Le moment est venu, ajoutait M. Laffitte, de tout dire sur nos finances; le moment est venu de proclamer les véritables notions du crédit public, car maintenant il est assez robuste, assez puissant pour supporter, sans en être ébranlé, l'examen le plus rigoureux, l'analyse la plus complète.

« Notre crédit, après avoir résisté aux plus rudes secousses, s'élève et grandit de nouveau avec rapidité. Sur 169,000,000 de rentes de toutes natures qui restent inscrites, 136,000,00c ont déjà passé le pair et se sontpar là soustraites à l'action de l'amortissement; 30,000,000 de 3 pour cent et 2,800,000 de 4 pour cent absorbent seuls un amortissement de 93,000,000. Ces chiffres parlent plus haut que tous les raisonnemens : vous arrivez avec moi aux conséquences.

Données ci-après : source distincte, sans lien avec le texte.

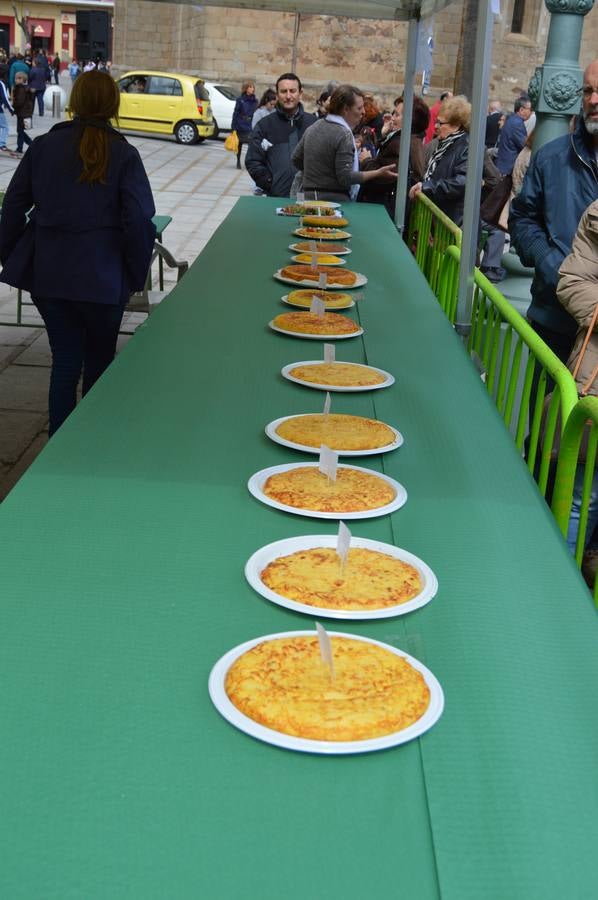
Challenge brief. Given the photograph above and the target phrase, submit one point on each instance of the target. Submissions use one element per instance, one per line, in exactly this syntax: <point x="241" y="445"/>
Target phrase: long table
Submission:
<point x="122" y="557"/>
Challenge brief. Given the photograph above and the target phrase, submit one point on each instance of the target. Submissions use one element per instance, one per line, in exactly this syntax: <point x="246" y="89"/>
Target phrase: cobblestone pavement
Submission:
<point x="195" y="185"/>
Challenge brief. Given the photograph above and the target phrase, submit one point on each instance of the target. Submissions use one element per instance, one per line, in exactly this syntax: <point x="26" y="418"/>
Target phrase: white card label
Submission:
<point x="328" y="462"/>
<point x="325" y="648"/>
<point x="317" y="306"/>
<point x="343" y="543"/>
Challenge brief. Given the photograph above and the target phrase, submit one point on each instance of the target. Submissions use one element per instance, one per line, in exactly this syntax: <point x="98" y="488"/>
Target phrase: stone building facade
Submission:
<point x="229" y="45"/>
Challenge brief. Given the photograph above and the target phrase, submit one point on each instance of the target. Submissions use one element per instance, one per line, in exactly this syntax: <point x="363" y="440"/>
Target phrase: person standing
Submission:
<point x="56" y="68"/>
<point x="434" y="110"/>
<point x="74" y="70"/>
<point x="245" y="107"/>
<point x="267" y="104"/>
<point x="22" y="98"/>
<point x="93" y="211"/>
<point x="37" y="81"/>
<point x="4" y="104"/>
<point x="274" y="139"/>
<point x="327" y="154"/>
<point x="561" y="182"/>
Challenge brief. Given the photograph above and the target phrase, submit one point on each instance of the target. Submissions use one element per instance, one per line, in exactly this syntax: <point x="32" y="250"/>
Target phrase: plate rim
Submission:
<point x="270" y="430"/>
<point x="285" y="299"/>
<point x="266" y="554"/>
<point x="337" y="388"/>
<point x="239" y="720"/>
<point x="322" y="237"/>
<point x="340" y="260"/>
<point x="257" y="479"/>
<point x="302" y="284"/>
<point x="345" y="252"/>
<point x="315" y="337"/>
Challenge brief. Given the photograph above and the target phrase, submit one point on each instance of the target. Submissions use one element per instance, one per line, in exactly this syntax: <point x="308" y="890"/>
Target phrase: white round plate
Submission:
<point x="341" y="235"/>
<point x="297" y="249"/>
<point x="286" y="370"/>
<point x="219" y="697"/>
<point x="338" y="261"/>
<point x="257" y="481"/>
<point x="315" y="337"/>
<point x="324" y="204"/>
<point x="265" y="555"/>
<point x="360" y="280"/>
<point x="347" y="305"/>
<point x="271" y="432"/>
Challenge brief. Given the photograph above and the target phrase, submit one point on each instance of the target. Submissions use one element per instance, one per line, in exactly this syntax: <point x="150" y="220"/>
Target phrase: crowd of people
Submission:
<point x="349" y="150"/>
<point x="24" y="78"/>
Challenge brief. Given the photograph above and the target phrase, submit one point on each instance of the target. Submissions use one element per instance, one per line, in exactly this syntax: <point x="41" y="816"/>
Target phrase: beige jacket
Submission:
<point x="578" y="292"/>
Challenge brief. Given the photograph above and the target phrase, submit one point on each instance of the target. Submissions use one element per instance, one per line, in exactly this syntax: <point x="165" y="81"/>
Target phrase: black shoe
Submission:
<point x="495" y="274"/>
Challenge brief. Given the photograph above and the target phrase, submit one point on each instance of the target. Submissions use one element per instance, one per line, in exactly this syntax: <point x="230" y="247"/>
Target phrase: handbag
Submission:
<point x="495" y="202"/>
<point x="581" y="392"/>
<point x="232" y="142"/>
<point x="18" y="268"/>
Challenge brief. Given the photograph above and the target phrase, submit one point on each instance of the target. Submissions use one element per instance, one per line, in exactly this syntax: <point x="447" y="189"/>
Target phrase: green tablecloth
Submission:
<point x="122" y="556"/>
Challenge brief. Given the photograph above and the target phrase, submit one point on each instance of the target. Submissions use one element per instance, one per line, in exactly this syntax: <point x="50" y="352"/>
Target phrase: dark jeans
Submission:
<point x="22" y="136"/>
<point x="82" y="336"/>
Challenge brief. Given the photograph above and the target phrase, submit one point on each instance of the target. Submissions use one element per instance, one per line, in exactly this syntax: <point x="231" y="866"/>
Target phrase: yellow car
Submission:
<point x="165" y="103"/>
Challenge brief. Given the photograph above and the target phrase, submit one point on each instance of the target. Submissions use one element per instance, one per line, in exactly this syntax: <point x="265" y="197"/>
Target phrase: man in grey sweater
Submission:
<point x="327" y="154"/>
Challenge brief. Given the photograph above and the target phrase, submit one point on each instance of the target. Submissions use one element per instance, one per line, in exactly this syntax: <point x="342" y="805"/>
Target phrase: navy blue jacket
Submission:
<point x="271" y="147"/>
<point x="245" y="107"/>
<point x="38" y="78"/>
<point x="560" y="184"/>
<point x="511" y="142"/>
<point x="85" y="241"/>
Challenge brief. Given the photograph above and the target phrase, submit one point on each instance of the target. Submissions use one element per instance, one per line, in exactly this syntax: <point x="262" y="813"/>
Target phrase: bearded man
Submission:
<point x="560" y="184"/>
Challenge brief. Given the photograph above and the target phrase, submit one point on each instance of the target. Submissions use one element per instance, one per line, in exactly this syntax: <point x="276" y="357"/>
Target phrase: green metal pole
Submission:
<point x="554" y="88"/>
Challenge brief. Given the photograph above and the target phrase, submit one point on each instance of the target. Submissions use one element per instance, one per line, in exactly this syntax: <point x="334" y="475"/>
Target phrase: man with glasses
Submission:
<point x="560" y="184"/>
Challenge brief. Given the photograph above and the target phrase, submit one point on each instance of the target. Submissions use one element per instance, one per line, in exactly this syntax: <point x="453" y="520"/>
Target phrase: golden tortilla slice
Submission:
<point x="284" y="685"/>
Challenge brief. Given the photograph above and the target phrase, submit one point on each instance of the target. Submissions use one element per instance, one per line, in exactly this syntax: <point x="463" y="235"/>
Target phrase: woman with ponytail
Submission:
<point x="76" y="232"/>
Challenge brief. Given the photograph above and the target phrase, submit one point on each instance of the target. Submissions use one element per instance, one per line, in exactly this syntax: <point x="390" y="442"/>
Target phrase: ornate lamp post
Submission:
<point x="554" y="88"/>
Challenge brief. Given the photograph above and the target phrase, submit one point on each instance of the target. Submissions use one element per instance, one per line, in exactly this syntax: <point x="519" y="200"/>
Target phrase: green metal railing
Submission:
<point x="447" y="291"/>
<point x="430" y="233"/>
<point x="516" y="366"/>
<point x="577" y="453"/>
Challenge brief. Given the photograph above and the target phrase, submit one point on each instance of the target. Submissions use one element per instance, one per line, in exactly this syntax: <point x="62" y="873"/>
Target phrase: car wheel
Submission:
<point x="186" y="133"/>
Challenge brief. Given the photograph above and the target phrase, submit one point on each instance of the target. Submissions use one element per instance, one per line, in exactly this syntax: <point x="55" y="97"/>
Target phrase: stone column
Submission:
<point x="554" y="88"/>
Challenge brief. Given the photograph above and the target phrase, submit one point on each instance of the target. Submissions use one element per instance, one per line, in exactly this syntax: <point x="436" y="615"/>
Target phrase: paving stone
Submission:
<point x="17" y="431"/>
<point x="36" y="354"/>
<point x="9" y="336"/>
<point x="24" y="388"/>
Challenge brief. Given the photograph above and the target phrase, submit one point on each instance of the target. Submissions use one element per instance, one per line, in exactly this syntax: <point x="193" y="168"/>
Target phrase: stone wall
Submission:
<point x="230" y="45"/>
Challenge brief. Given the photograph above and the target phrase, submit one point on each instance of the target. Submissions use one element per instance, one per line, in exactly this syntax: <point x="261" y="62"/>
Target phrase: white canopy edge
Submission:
<point x="395" y="10"/>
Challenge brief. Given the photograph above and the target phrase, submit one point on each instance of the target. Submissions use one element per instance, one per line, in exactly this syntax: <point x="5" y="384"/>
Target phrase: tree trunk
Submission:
<point x="466" y="52"/>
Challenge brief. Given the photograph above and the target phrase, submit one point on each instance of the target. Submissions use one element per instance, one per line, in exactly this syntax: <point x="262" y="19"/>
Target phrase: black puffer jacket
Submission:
<point x="446" y="186"/>
<point x="271" y="147"/>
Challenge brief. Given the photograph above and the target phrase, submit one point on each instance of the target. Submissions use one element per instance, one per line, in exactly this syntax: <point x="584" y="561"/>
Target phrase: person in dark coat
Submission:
<point x="90" y="237"/>
<point x="22" y="100"/>
<point x="37" y="81"/>
<point x="245" y="107"/>
<point x="444" y="178"/>
<point x="388" y="153"/>
<point x="274" y="139"/>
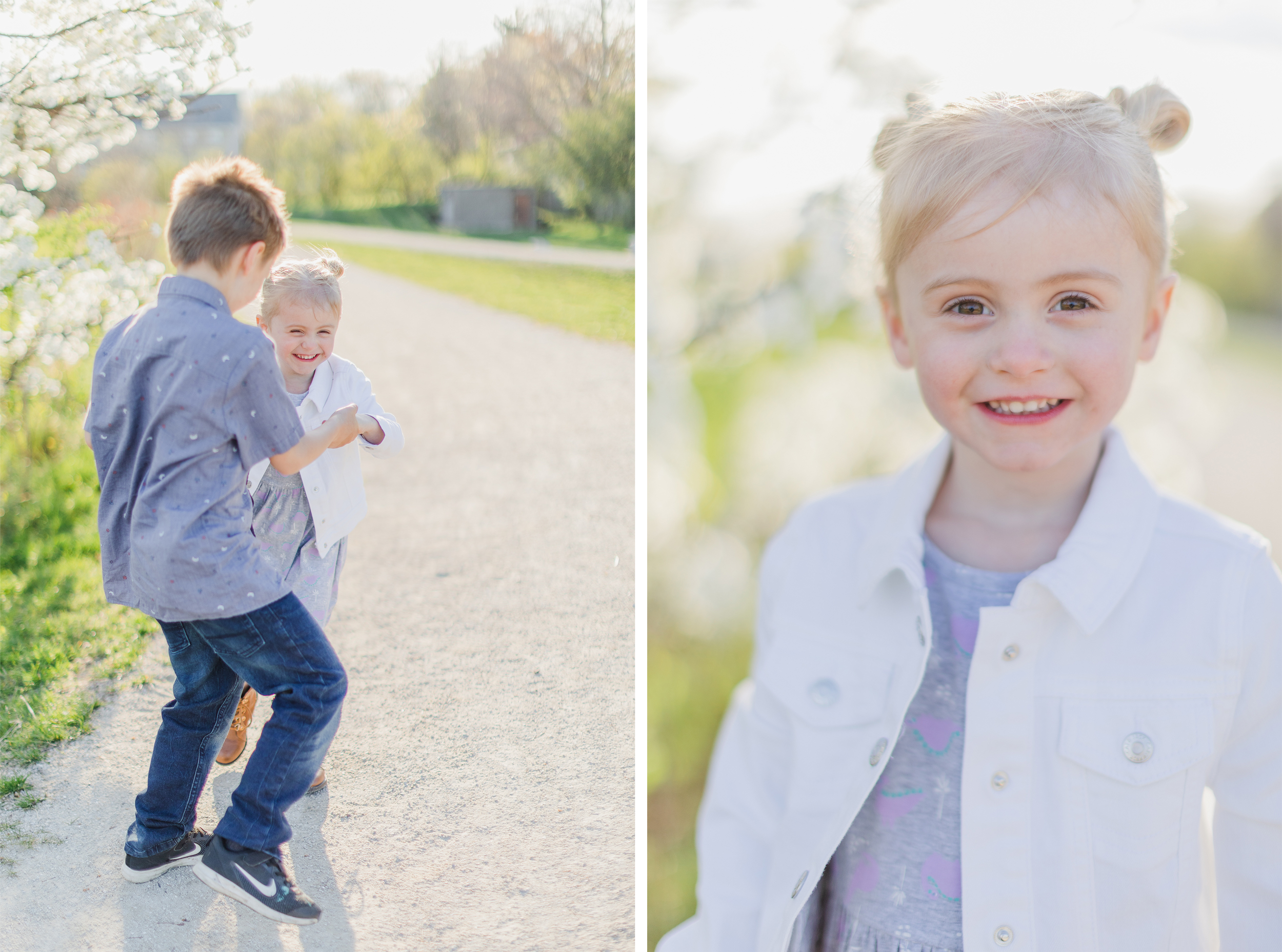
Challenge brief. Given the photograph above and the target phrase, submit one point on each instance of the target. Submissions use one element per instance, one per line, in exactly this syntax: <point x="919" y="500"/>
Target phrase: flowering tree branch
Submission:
<point x="76" y="76"/>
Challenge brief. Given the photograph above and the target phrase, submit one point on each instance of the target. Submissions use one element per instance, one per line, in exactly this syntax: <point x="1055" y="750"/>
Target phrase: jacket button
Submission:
<point x="878" y="748"/>
<point x="1137" y="747"/>
<point x="800" y="883"/>
<point x="825" y="694"/>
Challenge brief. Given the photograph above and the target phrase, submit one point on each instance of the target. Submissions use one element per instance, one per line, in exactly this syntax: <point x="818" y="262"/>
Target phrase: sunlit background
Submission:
<point x="770" y="380"/>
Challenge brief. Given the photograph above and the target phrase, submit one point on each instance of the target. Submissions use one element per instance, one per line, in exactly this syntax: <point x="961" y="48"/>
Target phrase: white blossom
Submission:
<point x="75" y="77"/>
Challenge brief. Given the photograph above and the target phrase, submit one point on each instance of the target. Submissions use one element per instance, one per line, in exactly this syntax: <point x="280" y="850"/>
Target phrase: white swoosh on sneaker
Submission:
<point x="267" y="891"/>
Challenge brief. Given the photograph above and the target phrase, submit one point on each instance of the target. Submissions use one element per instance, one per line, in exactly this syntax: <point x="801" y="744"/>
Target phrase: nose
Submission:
<point x="1021" y="348"/>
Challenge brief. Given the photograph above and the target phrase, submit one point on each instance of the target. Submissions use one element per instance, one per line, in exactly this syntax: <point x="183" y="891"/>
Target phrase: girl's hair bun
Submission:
<point x="330" y="260"/>
<point x="313" y="280"/>
<point x="1157" y="112"/>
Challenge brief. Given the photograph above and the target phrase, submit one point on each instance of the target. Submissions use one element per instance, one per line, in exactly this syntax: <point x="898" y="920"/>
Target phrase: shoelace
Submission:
<point x="240" y="719"/>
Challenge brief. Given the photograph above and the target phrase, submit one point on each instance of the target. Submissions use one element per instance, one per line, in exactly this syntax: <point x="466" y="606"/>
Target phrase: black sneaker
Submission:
<point x="185" y="853"/>
<point x="258" y="881"/>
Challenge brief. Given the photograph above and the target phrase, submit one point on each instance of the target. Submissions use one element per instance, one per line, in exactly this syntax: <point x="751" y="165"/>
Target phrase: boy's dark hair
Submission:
<point x="218" y="206"/>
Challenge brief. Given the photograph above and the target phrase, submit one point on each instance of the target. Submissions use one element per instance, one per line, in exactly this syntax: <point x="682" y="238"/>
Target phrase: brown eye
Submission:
<point x="971" y="309"/>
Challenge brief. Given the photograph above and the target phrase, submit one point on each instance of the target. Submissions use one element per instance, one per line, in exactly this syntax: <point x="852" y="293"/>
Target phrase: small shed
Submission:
<point x="211" y="126"/>
<point x="498" y="211"/>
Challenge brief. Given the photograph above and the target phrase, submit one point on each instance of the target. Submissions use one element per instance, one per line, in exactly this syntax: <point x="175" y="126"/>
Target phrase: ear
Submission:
<point x="1155" y="316"/>
<point x="894" y="323"/>
<point x="253" y="257"/>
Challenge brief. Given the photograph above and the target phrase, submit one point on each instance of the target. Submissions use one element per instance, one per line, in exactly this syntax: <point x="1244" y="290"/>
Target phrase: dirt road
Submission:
<point x="481" y="786"/>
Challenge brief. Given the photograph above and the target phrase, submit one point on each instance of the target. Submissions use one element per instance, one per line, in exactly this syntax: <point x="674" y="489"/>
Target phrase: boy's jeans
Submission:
<point x="280" y="650"/>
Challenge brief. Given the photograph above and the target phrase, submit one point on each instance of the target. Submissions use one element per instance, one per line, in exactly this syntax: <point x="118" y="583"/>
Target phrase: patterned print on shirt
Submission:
<point x="936" y="735"/>
<point x="942" y="878"/>
<point x="966" y="631"/>
<point x="894" y="805"/>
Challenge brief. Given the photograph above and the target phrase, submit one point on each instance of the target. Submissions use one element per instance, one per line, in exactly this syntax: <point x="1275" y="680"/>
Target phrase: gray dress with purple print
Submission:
<point x="288" y="540"/>
<point x="895" y="882"/>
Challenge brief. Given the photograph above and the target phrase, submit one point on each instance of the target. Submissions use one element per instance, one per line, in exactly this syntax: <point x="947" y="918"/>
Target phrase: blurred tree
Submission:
<point x="350" y="144"/>
<point x="77" y="76"/>
<point x="550" y="103"/>
<point x="1243" y="263"/>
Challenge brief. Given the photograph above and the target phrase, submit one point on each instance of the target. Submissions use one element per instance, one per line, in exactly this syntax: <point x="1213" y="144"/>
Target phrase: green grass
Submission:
<point x="13" y="835"/>
<point x="689" y="686"/>
<point x="591" y="303"/>
<point x="578" y="232"/>
<point x="61" y="643"/>
<point x="570" y="232"/>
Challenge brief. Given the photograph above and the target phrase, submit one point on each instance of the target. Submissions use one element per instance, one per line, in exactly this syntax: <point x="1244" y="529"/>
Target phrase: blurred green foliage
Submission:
<point x="57" y="632"/>
<point x="589" y="301"/>
<point x="1240" y="262"/>
<point x="689" y="684"/>
<point x="548" y="104"/>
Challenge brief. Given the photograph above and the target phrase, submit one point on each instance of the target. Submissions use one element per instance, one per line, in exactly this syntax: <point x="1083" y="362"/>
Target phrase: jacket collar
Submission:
<point x="322" y="382"/>
<point x="193" y="288"/>
<point x="1093" y="569"/>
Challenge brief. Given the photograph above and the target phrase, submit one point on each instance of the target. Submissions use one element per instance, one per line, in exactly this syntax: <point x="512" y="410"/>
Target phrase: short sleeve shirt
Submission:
<point x="185" y="400"/>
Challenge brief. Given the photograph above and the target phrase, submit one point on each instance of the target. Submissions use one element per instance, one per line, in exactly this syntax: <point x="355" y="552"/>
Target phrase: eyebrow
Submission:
<point x="1108" y="277"/>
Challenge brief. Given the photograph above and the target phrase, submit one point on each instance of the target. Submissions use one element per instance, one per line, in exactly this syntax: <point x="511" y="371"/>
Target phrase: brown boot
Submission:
<point x="235" y="743"/>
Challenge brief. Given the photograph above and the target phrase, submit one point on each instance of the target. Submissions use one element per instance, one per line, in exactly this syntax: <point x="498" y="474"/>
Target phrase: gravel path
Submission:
<point x="481" y="786"/>
<point x="466" y="248"/>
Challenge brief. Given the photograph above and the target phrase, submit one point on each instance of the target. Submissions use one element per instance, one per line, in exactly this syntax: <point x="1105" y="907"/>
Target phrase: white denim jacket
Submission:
<point x="336" y="492"/>
<point x="1140" y="666"/>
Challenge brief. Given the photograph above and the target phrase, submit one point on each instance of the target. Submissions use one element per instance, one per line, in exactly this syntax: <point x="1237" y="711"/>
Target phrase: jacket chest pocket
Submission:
<point x="1136" y="784"/>
<point x="835" y="702"/>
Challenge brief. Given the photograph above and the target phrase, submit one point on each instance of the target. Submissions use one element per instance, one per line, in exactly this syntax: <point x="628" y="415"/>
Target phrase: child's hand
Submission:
<point x="343" y="426"/>
<point x="370" y="429"/>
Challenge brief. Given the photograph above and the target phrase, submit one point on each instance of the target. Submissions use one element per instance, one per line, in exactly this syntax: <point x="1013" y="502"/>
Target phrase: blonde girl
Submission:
<point x="989" y="692"/>
<point x="302" y="522"/>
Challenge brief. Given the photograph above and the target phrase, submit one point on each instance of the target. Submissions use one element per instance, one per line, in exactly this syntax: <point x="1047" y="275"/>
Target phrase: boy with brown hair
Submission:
<point x="185" y="400"/>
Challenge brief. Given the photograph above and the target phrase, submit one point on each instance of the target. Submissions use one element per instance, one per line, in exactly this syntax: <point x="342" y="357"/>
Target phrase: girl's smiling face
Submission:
<point x="1025" y="335"/>
<point x="303" y="336"/>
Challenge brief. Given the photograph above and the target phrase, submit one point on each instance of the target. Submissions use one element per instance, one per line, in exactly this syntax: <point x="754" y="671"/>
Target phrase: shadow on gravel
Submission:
<point x="313" y="870"/>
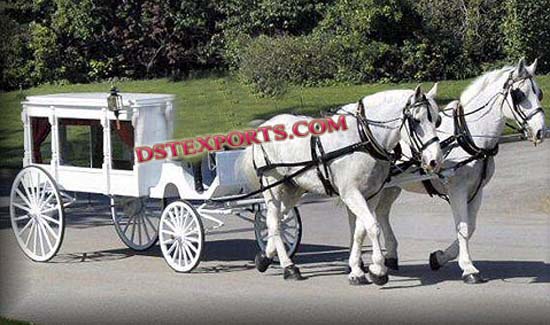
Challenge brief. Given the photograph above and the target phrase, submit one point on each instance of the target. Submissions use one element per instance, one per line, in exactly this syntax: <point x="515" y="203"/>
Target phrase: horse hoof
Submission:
<point x="358" y="280"/>
<point x="361" y="265"/>
<point x="292" y="273"/>
<point x="378" y="280"/>
<point x="392" y="264"/>
<point x="474" y="278"/>
<point x="262" y="262"/>
<point x="434" y="264"/>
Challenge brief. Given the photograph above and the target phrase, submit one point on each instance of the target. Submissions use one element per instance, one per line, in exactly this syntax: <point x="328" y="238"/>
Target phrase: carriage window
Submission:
<point x="81" y="143"/>
<point x="41" y="140"/>
<point x="122" y="145"/>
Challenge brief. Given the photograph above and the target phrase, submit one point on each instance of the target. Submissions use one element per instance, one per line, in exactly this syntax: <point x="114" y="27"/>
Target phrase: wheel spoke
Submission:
<point x="50" y="219"/>
<point x="49" y="228"/>
<point x="26" y="216"/>
<point x="31" y="221"/>
<point x="35" y="239"/>
<point x="17" y="205"/>
<point x="151" y="223"/>
<point x="139" y="221"/>
<point x="193" y="239"/>
<point x="128" y="223"/>
<point x="188" y="253"/>
<point x="52" y="209"/>
<point x="145" y="229"/>
<point x="29" y="234"/>
<point x="47" y="200"/>
<point x="168" y="241"/>
<point x="45" y="234"/>
<point x="164" y="231"/>
<point x="195" y="249"/>
<point x="23" y="197"/>
<point x="40" y="239"/>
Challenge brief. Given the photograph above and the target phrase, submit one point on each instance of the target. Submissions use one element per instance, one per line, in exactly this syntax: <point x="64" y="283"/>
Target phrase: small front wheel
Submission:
<point x="181" y="236"/>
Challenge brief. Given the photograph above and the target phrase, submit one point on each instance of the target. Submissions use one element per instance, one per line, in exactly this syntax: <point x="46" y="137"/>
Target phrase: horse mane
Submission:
<point x="479" y="85"/>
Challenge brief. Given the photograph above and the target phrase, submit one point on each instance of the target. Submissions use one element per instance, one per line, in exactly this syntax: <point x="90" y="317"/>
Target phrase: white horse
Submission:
<point x="510" y="92"/>
<point x="355" y="175"/>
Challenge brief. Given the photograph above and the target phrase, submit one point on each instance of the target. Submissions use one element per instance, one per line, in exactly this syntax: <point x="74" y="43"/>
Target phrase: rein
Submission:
<point x="464" y="138"/>
<point x="367" y="144"/>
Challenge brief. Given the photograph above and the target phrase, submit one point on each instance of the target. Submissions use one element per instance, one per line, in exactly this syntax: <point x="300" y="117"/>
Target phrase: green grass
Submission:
<point x="210" y="105"/>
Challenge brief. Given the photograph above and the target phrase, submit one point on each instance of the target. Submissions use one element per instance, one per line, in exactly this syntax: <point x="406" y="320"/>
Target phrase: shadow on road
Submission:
<point x="232" y="255"/>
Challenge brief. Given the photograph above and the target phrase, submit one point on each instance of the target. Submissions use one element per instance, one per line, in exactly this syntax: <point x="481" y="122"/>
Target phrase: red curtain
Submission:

Dans une situation pareille, il me parait indispensable que le budget de 1834 porte les dispositions suivantes :

« Art. 1. La dotation de la caisse d'amortissement, fixée à la somme annuelle de 42,951,413 fr., en vertu des lois du 25 mars 1817, 25 mars et 18 avril 1831, et 21 avril 1832, continuera d'être affectée au rachat des rentes 5,4 1/2 et 3 p. 0/0.